I’ve addressed the not-settled point. Climate science is settled, as settled as science gets. And it’s been that way since well before Perry’s comment in 2011. (The Intergovernmental Panel on Climate Change issued a landmark report in 2007 stating that “warming of the climate system is unequivocal” and that “most of the observed increase in global average temperatures since the mid-20th century is very likely due to the observed increase in anthropogenic [greenhouse gas] concentrations.” If Perry has somehow evolved his views since 2011 he should say so.)
But the second part of Perry’s statement is also worth dissecting.
He appears to claim that doing something about climate change – abandoning fossil fuels in favor of cleaner energy, something he could help achieve if approved as the head of the US Energy Department – would somehow put the US economy in “jeopardy.” That’s surprising given that Perry is credited with bringing about a wind-power renaissance in Texas. And given the fact that doing nothing about climate change poses enormous financial risks.
The International Monetary Fund estimates 3 degrees Celsius of warming – which about is where we’re headed even with the emissions cuts pledged in the Paris Agreement – would lead to a 2% loss in global GDP. And that estimate may undersell the real economic costs.

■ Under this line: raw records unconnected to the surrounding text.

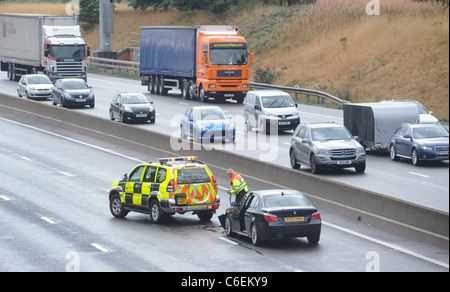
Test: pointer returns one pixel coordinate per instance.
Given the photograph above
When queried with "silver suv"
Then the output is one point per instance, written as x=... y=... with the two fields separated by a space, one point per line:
x=326 y=145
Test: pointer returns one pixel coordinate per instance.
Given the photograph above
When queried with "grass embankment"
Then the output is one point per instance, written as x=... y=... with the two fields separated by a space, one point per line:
x=332 y=46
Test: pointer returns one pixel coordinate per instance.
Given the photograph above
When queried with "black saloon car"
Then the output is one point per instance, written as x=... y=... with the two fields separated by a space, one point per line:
x=128 y=107
x=272 y=214
x=72 y=92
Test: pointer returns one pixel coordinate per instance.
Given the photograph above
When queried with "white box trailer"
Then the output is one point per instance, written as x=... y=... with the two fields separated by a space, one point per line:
x=28 y=40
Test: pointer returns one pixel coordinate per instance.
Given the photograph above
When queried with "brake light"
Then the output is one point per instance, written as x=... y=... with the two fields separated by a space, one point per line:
x=316 y=216
x=270 y=218
x=170 y=186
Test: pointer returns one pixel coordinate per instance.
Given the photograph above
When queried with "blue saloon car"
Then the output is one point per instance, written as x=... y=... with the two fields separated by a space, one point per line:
x=420 y=142
x=207 y=123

Research published in 2015 in the journal Nature found that “unmitigated warming is expected to reshape the global economy by reducing average global incomes roughly 23% by 2100 and widening global income inequality, relative to scenarios without climate change.” That paper’s co-author, Marshall Burke, an assistant professor at Stanford University, told me US income losses are expected to be even greater: 30% to 35%.
You can also look at these costs in a more piecemeal way. In the United States in 2100, for example, unchecked warming is expected to lead to 1.2 billion hours of lost labor, valued at $110 billion; $1.1 billion to $1.6 billion in avoidable bridge damages; $2.6 billion to $3.1 billion of losses to agriculture from avoidable droughts; and $940 million to $1.4 billion in avoidable costs associated with increased wildfire response, among other costs, according to a 2015 report from the Environmental Protection Agency.
Then consider coastal flooding associated with seas that are rising as the oceans warm and ice sheets melts. A 2014 report called “Risky Business,” which was co-chaired by Michael Bloomberg, the billionaire, and Henry Paulson, former US treasury secretary, found that $238 billion to $507 billion worth of American real estate is expected to be underwater because of warming by 2100.
There’s great variability in these estimates, to be sure.
But it’s clear there are serious costs to doing nothing. And it’s clear that doing something about climate change may actually be far cheaper.
Trump and his emerging Cabinet picks don’t seem to take these risks seriously. Their stated stances on climate indicate they would push these costs into the future and, importantly, onto the backs of future generations.
They will inherit a crisis we helped create.
And they may judge this moment harshly.